I suggest, General Lew, that you read the book, Utility of Force, written by your British peer, General Rupert Smith. Smith talks about war amongst the people, as he describes Afghanistan and Iraq. He maintains that, when you fight a war amongst the people, rather than an industrial war, the key is not bulk; the key is intelligence and stealth. Rather than 3,000 more troops, let's send in 3,000 sneaks and spooks to infiltrate the local population and ferret out where the insurgents are and what they are doing.

Also, with respect to rigid withdrawal time frames as advocated by the NDP and the Bloc, I urge the Liberals to back a continuation of the mission, for now, with the proviso that Harper, MacKay and Hillier read Smith's book. The Taliwackers in Afghanistan are in no hurry to conclude the strife. To pull out before we make some real progress would be an error.

Friday, February 1, 2008

Privatize AECL?

I wonder if there is any truth to the rumour floating around that Minister of Woodworking, Gary Lunn, is shopping AECL around to General Electric or even France's Areva Group? It could explain why Lunn recently jumped all over Linda Keen at CNSC and protected the asses over at AECL.

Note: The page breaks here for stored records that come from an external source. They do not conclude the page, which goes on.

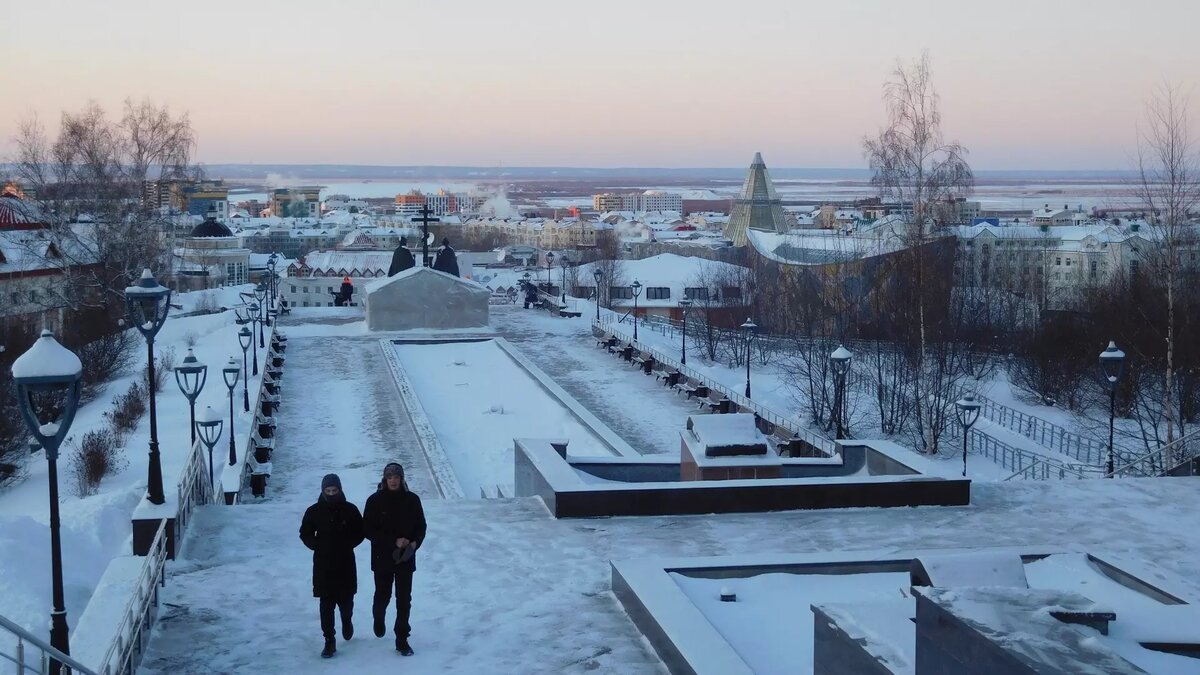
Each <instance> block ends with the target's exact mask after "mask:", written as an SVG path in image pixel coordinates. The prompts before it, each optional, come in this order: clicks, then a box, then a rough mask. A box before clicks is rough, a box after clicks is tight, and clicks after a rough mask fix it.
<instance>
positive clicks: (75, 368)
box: [12, 329, 83, 383]
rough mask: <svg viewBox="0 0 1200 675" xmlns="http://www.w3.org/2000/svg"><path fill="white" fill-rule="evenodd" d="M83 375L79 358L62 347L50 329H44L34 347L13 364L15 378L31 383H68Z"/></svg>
mask: <svg viewBox="0 0 1200 675" xmlns="http://www.w3.org/2000/svg"><path fill="white" fill-rule="evenodd" d="M82 375H83V363H80V362H79V357H77V356H76V354H74V352H72V351H71V350H68V348H66V347H64V346H62V345H60V344H59V341H58V340H55V339H54V334H53V333H50V331H49V330H48V329H43V330H42V335H41V337H38V339H37V340H36V341H35V342H34V346H32V347H30V348H29V351H26V352H25V353H24V354H22V356H20V357H18V358H17V360H16V362H13V364H12V376H13V378H14V380H17V381H32V382H30V383H36V382H44V383H59V382H61V383H67V382H73V381H76V380H79V377H82Z"/></svg>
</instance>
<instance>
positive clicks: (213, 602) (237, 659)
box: [142, 337, 1200, 675]
mask: <svg viewBox="0 0 1200 675" xmlns="http://www.w3.org/2000/svg"><path fill="white" fill-rule="evenodd" d="M292 345H293V347H292V348H290V350H289V353H288V366H287V369H286V375H284V380H283V383H284V400H283V402H284V407H283V408H282V410H281V411H280V423H281V436H280V438H281V443H280V449H278V450H277V452H276V455H275V456H276V460H275V467H276V474H275V476H274V477H272V484H271V486H270V492H271V497H270V498H269V500H266V501H265V502H259V503H257V504H253V506H245V507H205V508H203V509H200V513H199V514H198V516H197V519H196V520H194V522H193V525H192V527H193V530H192V531H191V532H190V533H188V537H187V543H186V546H185V550H184V552H182V558H181V560H180V561H176V562H174V563H170V566H169V568H168V580H167V586H166V589H164V590H163V598H164V602H166V603H167V605H166V608H164V611H163V614H162V616H161V619H160V622H158V626H157V627H156V629H155V633H154V637H152V641H151V645H150V650H149V653H148V656H146V659H145V661H144V663H143V668H142V670H143V673H155V674H157V673H163V674H166V673H172V674H174V673H188V674H206V673H310V671H316V670H318V669H320V668H332V670H330V671H338V673H367V674H370V673H395V671H397V670H403V671H406V673H463V674H473V675H474V674H479V673H488V674H490V673H497V674H508V673H522V674H524V673H619V674H626V673H631V674H641V673H658V674H661V673H664V669H662V665H661V663H660V662H659V659H658V658H656V657H655V655H654V653H653V652H652V651H650V650H649V649H648V647H647V646H646V643H644V640H643V639H642V637H641V635H640V634H638V633H637V631H636V628H635V627H634V625H632V622H631V621H630V620H629V619H628V616H626V615H625V613H624V611H623V609H622V608H620V605H619V604H618V603H617V602H616V599H614V598H613V596H612V595H611V592H610V591H611V586H610V575H611V569H610V560H613V558H626V557H646V556H654V557H658V556H708V555H727V554H743V552H755V554H773V552H780V554H794V552H814V551H830V550H880V551H887V550H895V549H914V548H923V549H931V548H959V546H991V545H1038V546H1046V545H1061V546H1073V545H1085V546H1090V548H1093V549H1103V550H1108V551H1116V552H1128V554H1130V555H1134V556H1138V557H1142V558H1145V560H1148V561H1152V562H1156V563H1158V565H1160V566H1163V567H1164V568H1166V569H1168V571H1170V572H1174V573H1176V574H1180V575H1182V577H1186V578H1195V577H1196V575H1198V574H1200V563H1198V561H1200V540H1196V538H1195V537H1194V533H1193V532H1192V531H1190V530H1189V528H1188V527H1186V524H1188V522H1192V521H1193V520H1194V518H1195V513H1196V510H1198V509H1200V479H1139V480H1075V482H1038V483H1034V482H1028V483H1022V484H1010V483H1003V484H986V485H979V484H977V485H976V486H974V494H973V504H972V506H970V507H961V508H895V509H844V510H822V512H785V513H770V514H728V515H701V516H664V518H612V519H593V520H562V521H559V520H554V519H552V518H550V516H548V514H547V512H546V509H545V507H544V506H542V503H541V501H540V500H536V498H520V500H457V501H440V500H433V498H430V496H431V495H433V494H434V492H433V489H432V484H431V482H430V480H431V478H430V476H428V473H427V471H426V470H424V468H422V462H421V461H420V459H418V458H419V456H420V455H419V450H416V449H415V441H412V440H410V436H409V434H410V430H408V429H407V418H406V416H404V414H403V410H402V408H401V407H400V405H398V401H397V399H396V396H395V395H394V393H392V392H391V390H390V387H391V382H390V377H389V375H388V372H386V369H385V368H383V363H382V356H380V353H379V348H378V344H377V342H376V341H373V340H366V339H353V340H352V339H344V337H342V339H335V340H329V339H307V337H293V341H292ZM652 382H653V381H652ZM347 406H349V407H353V408H354V410H359V411H361V414H335V413H334V412H335V411H334V410H332V408H334V407H347ZM322 408H330V410H328V411H324V412H323V411H322ZM396 458H400V459H401V461H403V462H404V464H406V466H407V467H409V476H410V480H412V483H413V485H414V490H416V491H418V492H419V494H421V495H422V497H425V498H426V513H427V516H428V521H430V534H428V539H427V542H426V545H425V546H424V548H422V549H421V552H420V554H419V563H418V566H419V571H418V573H416V583H415V589H414V616H413V645H414V647H415V649H416V652H418V653H416V656H415V657H412V658H404V657H400V656H397V655H396V653H395V652H394V651H392V650H391V644H390V640H377V639H376V638H373V635H371V633H370V621H368V616H370V611H368V610H367V607H368V604H370V593H371V589H372V583H371V580H370V577H368V573H367V572H366V571H367V569H368V565H367V556H366V552H367V549H366V546H361V548H360V549H359V569H360V577H359V581H360V584H359V595H358V609H359V611H358V613H356V616H358V617H359V621H358V622H356V626H358V635H356V637H355V638H354V640H352V641H350V643H344V644H343V643H342V641H341V640H340V641H338V645H340V646H338V655H337V657H336V658H335V659H334V661H332V662H329V663H326V662H322V659H320V658H319V657H318V651H319V650H320V645H322V640H320V634H319V628H318V621H317V603H316V601H314V599H313V598H312V597H311V585H310V572H311V555H310V552H308V551H307V549H305V548H304V546H302V545H301V544H300V542H299V539H298V537H296V531H298V527H299V520H300V516H301V513H302V509H304V508H305V507H306V506H307V504H308V503H311V502H312V501H313V500H314V498H316V495H317V489H318V486H319V479H320V476H322V474H323V473H325V472H328V471H330V470H335V471H338V472H340V473H342V476H343V479H347V480H346V485H347V491H348V494H349V496H350V498H352V500H354V501H355V502H356V503H360V504H361V503H362V502H364V500H365V498H366V496H367V492H368V491H370V489H371V488H372V485H373V482H374V474H376V473H374V472H376V471H378V467H379V466H382V462H384V461H386V460H389V459H396ZM797 610H798V611H804V610H805V608H797ZM798 639H802V638H799V637H798Z"/></svg>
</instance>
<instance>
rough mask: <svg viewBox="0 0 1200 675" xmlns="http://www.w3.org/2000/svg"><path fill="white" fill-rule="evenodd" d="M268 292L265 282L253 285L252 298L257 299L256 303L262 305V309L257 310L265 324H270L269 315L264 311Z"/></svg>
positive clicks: (270, 318) (270, 320)
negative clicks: (259, 309) (252, 293)
mask: <svg viewBox="0 0 1200 675" xmlns="http://www.w3.org/2000/svg"><path fill="white" fill-rule="evenodd" d="M268 294H269V293H268V291H266V283H265V282H263V283H259V285H258V286H256V287H254V299H256V300H258V304H259V305H262V307H263V309H262V311H260V312H259V313H260V316H262V321H263V322H265V323H266V325H270V324H271V317H270V315H269V313H268V311H266V307H268V305H266V298H268Z"/></svg>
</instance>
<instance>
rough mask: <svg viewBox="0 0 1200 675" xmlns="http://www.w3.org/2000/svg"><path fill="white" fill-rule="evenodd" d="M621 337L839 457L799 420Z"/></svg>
mask: <svg viewBox="0 0 1200 675" xmlns="http://www.w3.org/2000/svg"><path fill="white" fill-rule="evenodd" d="M593 324H595V325H596V327H598V328H599V329H601V330H605V331H607V333H610V334H617V333H618V330H616V329H613V324H612V323H610V322H607V321H604V319H601V321H600V322H596V321H595V319H593ZM620 334H622V336H623V337H625V339H626V341H628V342H629V344H630V345H632V346H634V348H635V350H637V351H638V352H649V353H652V354H654V360H656V362H660V363H662V364H666V365H667V366H670V368H673V369H676V370H677V371H679V372H682V374H683V375H685V376H688V377H690V378H692V380H696V381H697V382H706V383H707V387H708V388H709V389H715V390H718V392H720V393H721V395H724V396H725V398H726V399H728V400H731V401H733V402H734V404H737V406H738V407H740V408H749V410H752V411H754V412H755V413H757V414H758V417H760V418H762V419H766V420H767V422H769V423H772V424H774V425H775V426H782V428H784V429H787V430H788V431H791V432H792V434H794V435H796V436H797V437H799V438H802V440H803V441H804V442H806V443H809V444H810V446H812V447H814V448H818V449H820V450H822V452H823V453H826V454H827V455H829V456H833V455H835V454H836V453H838V449H836V444H835V443H834V442H833V441H830V440H829V438H824V437H822V436H818V435H817V434H814V432H812V431H810V430H809V429H806V428H805V426H804V425H803V424H802V423H800V420H799V419H798V418H794V417H788V416H785V414H782V413H780V412H778V411H775V410H773V408H770V407H768V406H764V405H762V404H760V402H757V401H754V400H751V399H748V398H745V396H744V395H742V394H739V393H737V392H734V390H732V389H730V388H728V387H725V386H724V384H721V383H719V382H715V381H714V380H713V378H712V376H709V375H704V374H702V372H700V371H697V370H692V369H690V368H688V366H686V365H684V364H682V363H679V362H678V360H676V359H674V358H672V357H670V356H667V354H664V353H662V352H661V351H659V350H658V348H655V347H652V346H649V345H642V344H641V342H634V341H632V339H631V337H629V336H628V335H625V334H624V331H620Z"/></svg>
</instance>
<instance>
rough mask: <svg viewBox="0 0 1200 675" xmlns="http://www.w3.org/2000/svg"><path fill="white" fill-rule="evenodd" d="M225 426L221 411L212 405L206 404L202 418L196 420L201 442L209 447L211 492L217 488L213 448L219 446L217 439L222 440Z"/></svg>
mask: <svg viewBox="0 0 1200 675" xmlns="http://www.w3.org/2000/svg"><path fill="white" fill-rule="evenodd" d="M223 426H224V420H223V419H221V413H218V412H217V411H215V410H212V406H204V410H202V411H200V418H199V419H197V420H196V428H197V430H198V431H199V432H200V442H202V443H204V447H205V448H208V449H209V491H210V492H212V491H215V490H216V489H217V484H216V482H215V479H214V477H212V448H215V447H216V446H217V441H220V440H221V429H222V428H223Z"/></svg>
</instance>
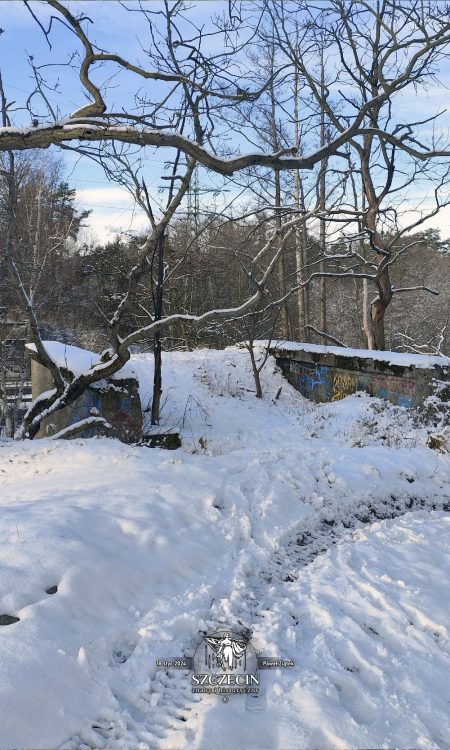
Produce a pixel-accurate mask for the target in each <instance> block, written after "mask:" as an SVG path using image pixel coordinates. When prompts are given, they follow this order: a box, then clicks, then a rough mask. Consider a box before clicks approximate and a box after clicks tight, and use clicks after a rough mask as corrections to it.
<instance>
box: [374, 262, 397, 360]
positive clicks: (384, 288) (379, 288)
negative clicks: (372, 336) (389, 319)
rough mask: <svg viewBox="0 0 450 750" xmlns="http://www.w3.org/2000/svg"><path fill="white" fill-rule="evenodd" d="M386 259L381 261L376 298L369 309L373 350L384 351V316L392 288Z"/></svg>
mask: <svg viewBox="0 0 450 750" xmlns="http://www.w3.org/2000/svg"><path fill="white" fill-rule="evenodd" d="M387 262H388V261H387V258H383V260H382V261H381V263H380V265H379V268H378V273H377V278H376V279H375V284H376V287H377V290H378V297H377V299H376V300H374V302H372V305H371V308H370V317H371V323H372V332H373V343H374V347H375V349H379V350H380V349H381V350H384V349H386V338H385V333H384V316H385V313H386V310H387V308H388V306H389V304H390V302H391V299H392V287H391V280H390V276H389V266H388V265H387Z"/></svg>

GE are biggies in the nuclear world. It makes sense that they would want AECL, considering that AECL has 22 installations around the world and all their research is paid for by the Canadian people.

It would not look too good to the GE folks if AECL was blamed for the isotope fiasco. Keen was a opportune target.

By the way, this sell off idea first surfaced in the Toronto Star back in May, 2007, well before the isotope misunderstanding.

But GE folks are not stupid. I wonder if they have used the isotope misunderstanding to get the price down or even walk away from the rotting mess.

You can be sure that Lunn and Harper will find a way to blame it on the Liberals.